Résidence et exposition
04.04 > 24.05.2026
LE GARAGE Centre d'art
1 rue du Général Foy
Amboise
« Chaque goutte coule inexorablement vers la mer. »
Marin Schaffner, auteur, traducteur et éditeur, ethnologue de formation. Citation tirée de Les Veines de la Terre, une anthologie des bassins versants.
La résidence de Anaïs Dunn au Centre d’art Le Garage déploie un travail qui interroge notre manière d’habiter un territoire, en partant de ce que nous ne voyons presque jamais.

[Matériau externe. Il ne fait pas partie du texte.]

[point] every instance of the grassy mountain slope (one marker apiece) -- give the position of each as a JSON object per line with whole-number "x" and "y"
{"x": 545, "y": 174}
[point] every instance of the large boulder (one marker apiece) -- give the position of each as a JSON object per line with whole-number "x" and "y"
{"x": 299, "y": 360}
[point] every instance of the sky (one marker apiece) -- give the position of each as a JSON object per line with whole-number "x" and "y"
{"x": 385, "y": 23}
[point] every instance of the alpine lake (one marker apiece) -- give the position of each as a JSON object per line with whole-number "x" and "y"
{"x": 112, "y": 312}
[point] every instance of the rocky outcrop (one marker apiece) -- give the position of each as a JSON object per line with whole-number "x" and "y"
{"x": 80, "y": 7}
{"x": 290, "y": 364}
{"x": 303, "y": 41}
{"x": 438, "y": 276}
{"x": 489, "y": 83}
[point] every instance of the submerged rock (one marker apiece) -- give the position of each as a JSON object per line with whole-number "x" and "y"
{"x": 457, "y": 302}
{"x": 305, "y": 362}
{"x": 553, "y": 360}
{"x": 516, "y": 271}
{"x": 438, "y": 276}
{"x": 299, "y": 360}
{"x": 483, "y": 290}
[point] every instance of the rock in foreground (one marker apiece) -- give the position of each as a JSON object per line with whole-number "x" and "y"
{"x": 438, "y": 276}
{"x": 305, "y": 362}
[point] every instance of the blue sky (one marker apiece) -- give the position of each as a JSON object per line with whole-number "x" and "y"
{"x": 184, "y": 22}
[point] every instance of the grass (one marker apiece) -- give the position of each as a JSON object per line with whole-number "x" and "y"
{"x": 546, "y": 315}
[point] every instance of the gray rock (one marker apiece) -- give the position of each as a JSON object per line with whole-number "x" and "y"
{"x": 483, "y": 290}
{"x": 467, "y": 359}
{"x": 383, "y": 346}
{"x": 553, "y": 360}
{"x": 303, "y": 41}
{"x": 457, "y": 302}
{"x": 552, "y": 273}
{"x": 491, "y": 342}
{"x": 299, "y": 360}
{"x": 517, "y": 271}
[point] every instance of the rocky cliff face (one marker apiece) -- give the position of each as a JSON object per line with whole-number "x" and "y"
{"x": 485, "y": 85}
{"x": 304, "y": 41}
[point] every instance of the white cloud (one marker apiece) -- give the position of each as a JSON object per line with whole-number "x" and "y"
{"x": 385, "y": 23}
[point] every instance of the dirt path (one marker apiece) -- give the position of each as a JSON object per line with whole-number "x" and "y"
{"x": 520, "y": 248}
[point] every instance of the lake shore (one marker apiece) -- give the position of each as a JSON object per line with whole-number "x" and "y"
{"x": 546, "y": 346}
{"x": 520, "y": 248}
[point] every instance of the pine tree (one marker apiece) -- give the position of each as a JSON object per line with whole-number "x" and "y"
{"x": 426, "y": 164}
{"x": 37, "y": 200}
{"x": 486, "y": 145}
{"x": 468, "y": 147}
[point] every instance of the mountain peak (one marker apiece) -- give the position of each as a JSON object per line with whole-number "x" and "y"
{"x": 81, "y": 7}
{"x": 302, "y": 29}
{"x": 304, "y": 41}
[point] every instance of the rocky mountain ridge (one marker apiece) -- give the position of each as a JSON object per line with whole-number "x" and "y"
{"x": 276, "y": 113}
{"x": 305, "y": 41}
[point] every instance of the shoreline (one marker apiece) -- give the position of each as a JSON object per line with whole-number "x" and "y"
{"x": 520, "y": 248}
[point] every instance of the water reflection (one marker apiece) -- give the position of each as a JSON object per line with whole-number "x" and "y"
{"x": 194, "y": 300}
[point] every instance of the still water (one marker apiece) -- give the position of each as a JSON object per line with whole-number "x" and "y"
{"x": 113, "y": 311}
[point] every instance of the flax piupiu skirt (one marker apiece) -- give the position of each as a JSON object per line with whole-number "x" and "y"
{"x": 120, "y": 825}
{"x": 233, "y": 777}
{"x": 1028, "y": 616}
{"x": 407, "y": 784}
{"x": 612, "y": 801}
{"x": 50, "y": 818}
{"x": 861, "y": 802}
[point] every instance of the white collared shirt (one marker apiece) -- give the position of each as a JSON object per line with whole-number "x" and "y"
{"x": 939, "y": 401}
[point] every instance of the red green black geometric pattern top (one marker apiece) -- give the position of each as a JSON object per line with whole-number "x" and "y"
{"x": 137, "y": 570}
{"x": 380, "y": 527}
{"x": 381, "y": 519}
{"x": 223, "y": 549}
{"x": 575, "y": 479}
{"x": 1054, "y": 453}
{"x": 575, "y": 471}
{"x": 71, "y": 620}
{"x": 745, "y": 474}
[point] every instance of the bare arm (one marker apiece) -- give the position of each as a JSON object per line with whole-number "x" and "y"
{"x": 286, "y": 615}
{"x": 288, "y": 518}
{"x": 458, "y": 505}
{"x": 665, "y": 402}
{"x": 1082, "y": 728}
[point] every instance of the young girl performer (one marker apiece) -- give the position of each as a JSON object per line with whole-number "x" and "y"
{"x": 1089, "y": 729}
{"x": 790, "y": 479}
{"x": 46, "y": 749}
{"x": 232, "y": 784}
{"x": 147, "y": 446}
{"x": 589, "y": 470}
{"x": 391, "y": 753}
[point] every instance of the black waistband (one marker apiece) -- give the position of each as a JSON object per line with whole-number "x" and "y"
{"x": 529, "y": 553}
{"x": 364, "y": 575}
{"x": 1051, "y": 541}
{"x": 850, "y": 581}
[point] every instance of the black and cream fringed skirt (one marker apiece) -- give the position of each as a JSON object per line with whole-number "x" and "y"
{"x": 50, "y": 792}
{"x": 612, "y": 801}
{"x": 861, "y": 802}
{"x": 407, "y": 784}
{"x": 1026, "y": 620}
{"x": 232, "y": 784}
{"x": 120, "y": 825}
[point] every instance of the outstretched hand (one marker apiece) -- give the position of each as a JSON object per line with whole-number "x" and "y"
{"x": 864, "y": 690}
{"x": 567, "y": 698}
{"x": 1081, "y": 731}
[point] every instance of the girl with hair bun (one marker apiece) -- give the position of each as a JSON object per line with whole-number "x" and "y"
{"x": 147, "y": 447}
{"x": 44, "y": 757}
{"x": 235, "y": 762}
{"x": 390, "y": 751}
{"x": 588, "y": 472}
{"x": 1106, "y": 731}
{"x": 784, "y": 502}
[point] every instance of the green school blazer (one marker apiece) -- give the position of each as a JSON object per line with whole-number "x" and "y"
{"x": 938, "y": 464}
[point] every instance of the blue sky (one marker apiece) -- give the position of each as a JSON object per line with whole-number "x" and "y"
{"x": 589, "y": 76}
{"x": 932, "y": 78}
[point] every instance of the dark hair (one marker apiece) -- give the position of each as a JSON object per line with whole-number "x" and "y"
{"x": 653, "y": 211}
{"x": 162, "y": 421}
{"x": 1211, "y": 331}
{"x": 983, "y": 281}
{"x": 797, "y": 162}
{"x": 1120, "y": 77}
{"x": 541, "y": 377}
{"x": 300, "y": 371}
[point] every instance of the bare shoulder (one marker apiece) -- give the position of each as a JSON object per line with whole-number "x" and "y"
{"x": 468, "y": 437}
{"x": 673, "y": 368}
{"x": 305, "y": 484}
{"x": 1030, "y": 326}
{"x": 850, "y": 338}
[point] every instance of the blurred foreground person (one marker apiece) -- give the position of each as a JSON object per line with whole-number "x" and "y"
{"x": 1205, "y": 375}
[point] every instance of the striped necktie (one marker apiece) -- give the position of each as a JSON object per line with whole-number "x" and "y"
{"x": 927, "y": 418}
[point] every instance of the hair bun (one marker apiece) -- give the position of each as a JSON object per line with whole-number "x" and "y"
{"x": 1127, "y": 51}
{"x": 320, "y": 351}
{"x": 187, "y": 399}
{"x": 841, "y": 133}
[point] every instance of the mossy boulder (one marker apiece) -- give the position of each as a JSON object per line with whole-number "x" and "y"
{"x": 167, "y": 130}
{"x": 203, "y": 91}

L’artiste ne cherche pas à recréer des phénomènes grandioses, mais à rendre perceptible ce qui circule silencieusement sous nos regards alors son geste n’est pas celui de l’imitation, mais celui de la traduction : traduire des dynamiques invisibles en formes sensibles.
Minerais, verre, plastique, eau ou lumière deviennent les acteurs d’un récit matériel où chaque fragment compte. Cette attention au détail rejoint l’esprit de Les Veines de la Terre, une anthologie des bassins versants de Marin Schaffner, qui invite à penser le territoire comme un ensemble de circulations plutôt que comme une simple carte.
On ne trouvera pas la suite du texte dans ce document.